Rezension: "Der Teufel in der Schublade“ von Paolo Maurensig

Bei aller Liebe für die moderne Unterhaltungsliteratur, aber die Quintessenz der Schriftstellerei, der Ursprung, die Urquelle quasi, auf der das heutige Schriftbild fundiert, ist eindeutig die Klassik. Das ist eine unbestreitbare, indiskutable Tatsache, die sich jeglicher (noch so süffisanten) Debatte entzieht. 

Paolo Maurensig hat eben jene klassischen Elemente zusammengetragen, bringt sie in ein eloquentes, zeitgemäßes Konzept, weiß diese Form der Erzählstruktur zu schätzen, und kreiert eine auf Goethes Faust (ansatzweise) basierende Prabel, in der die Menschen ihren wahrhaftigen Kern repräsentieren können und vor allem sein dürfen, wie es ihnen beliebt und ihre Natur verlangt: eitel, machtgeil, hinterhältig, verschwenderisch, boshaft, neidisch, besessen.


Doch die Menscheit ist durchtrieben und vom versprochenen Reichtum deart geblendet, dass sie den Teufel nicht einmal dann erkennen kann, wenn er in Form eines ekelhaften Gönners auftritt, der zuoberst nimmt und in ganz kleinen Dosen gibt.


Jedenfalls hat Maurensig es bravourös gemeistert, einen kleinen aber feinen Reigen anzufertigen, der zwar viele bekannte Klassiker-Klischees bedient, auf sprachlicher Ebene aber völlig neue Wege geht. Auch in Sachen Charakterentwicklung hat er sich - im Hinblick auf die reduzierte Länge - allergrößte Mühe gegeben, Haupt-, sowie Nebenakteuere in gleichberechtigter Weise zu begleiten.

Doch ein humoristisches Szenario überschattet die gesamte halsbrecherische Aktion: Je mehr sich die Dorfbewohner bemühen dem Ideal zu entsprechen, desto verwundbarer scheinen sie zu sein/werden. Und sie alle haben eines gemeinsam: Sie besitzen die „Gabe“,...talentfrei zu sein.

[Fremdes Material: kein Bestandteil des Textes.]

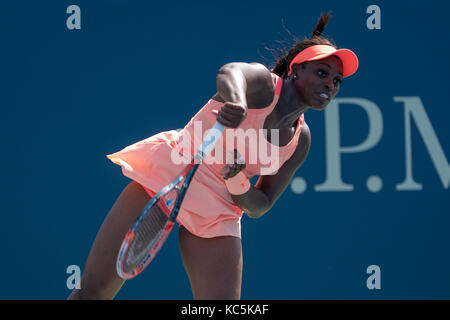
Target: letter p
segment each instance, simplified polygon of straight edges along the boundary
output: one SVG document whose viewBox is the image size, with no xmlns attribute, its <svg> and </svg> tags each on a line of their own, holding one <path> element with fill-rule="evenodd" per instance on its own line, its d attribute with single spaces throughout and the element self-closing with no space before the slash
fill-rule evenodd
<svg viewBox="0 0 450 320">
<path fill-rule="evenodd" d="M 355 146 L 341 146 L 339 104 L 357 105 L 366 111 L 369 119 L 369 133 L 362 143 Z M 325 128 L 327 177 L 324 183 L 314 186 L 314 189 L 316 191 L 353 191 L 353 185 L 344 183 L 341 178 L 341 154 L 363 152 L 380 141 L 383 134 L 381 111 L 375 103 L 366 99 L 336 98 L 325 110 Z"/>
</svg>

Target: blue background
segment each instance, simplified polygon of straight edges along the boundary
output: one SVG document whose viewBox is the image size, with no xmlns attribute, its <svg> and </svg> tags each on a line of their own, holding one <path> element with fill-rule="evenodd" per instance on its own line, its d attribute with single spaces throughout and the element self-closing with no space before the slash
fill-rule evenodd
<svg viewBox="0 0 450 320">
<path fill-rule="evenodd" d="M 81 8 L 68 30 L 66 8 Z M 369 30 L 366 8 L 381 8 Z M 404 107 L 418 96 L 450 156 L 448 1 L 9 1 L 0 5 L 2 169 L 0 299 L 65 299 L 66 268 L 84 267 L 95 235 L 129 179 L 106 154 L 180 128 L 215 93 L 232 61 L 272 62 L 264 45 L 309 36 L 320 12 L 325 35 L 354 50 L 358 73 L 339 97 L 377 104 L 384 121 L 372 149 L 342 156 L 353 192 L 317 192 L 325 181 L 324 113 L 305 114 L 309 157 L 259 220 L 242 219 L 243 299 L 449 299 L 450 203 L 412 122 L 413 176 L 405 178 Z M 341 107 L 341 143 L 367 136 L 360 108 Z M 367 177 L 383 180 L 367 190 Z M 366 269 L 381 268 L 369 290 Z M 169 285 L 170 284 L 170 285 Z M 172 235 L 117 299 L 191 299 Z"/>
</svg>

(Ein Umstand, der einem durchaus die Integration kosten kann.)


Vor allem aber handelt es sich bei „Der Teufel in der Schublade“ um eine herrliche Persiflage auf das Verlagswesen und das zugehörige unverlangte Manuskripte-Bombardement, das es abzuarbeiten gilt. Nicht zu vergessen: Das Aufkommen von Literaturagenturen, die mangelnde Selbstreflexion vieler Autoren, sowie die Rollenverteilungen innerhalb und außerhalb der Lektoratsgrenzen.

Es ist aber auch als charmante Hommage und vor allem als facettenreiche Liebeserklärung an die Literatur gemeint. Das steht fest!


[...]„Mit beachtlicher Regelmäßigkeit erreichten mich Manuskripte mit der Bitte, sie nicht nur zu lesen und meine ‚kompetente‘ Meinung dazu abzugeben, sondern sie möglichst auch einem Verlag zu empfehlen und vielleicht sogar ein Vorwort zu schreiben.“[...] (Damit ist eigentlich ALLES gesagt!)


Inhaltsangabe:


Ein Schweizer Dorf voller euphorischer Möchtegern-Schriftsteller. Und ein Fiesling in Form eines gönnerhaften Verlegers, der die Eitelkeit und den Ehrgeiz des Menschen schamlos ausnutzt. Dass man sich mit dem Teufel einlässt, erkennen die Bewohner des Ortes anfangs nicht. Eine spannende Variation zu Goethes Faust. Mephisto heißt hier Dr. Fuchs, und anstelle des schwarzen Pudels tauchen immer wieder tollwütige Füchse auf. Ein gewitzt-geniales Spiel mit verschiedenen Erzählebenen, in dem die Spannung stetig steigt.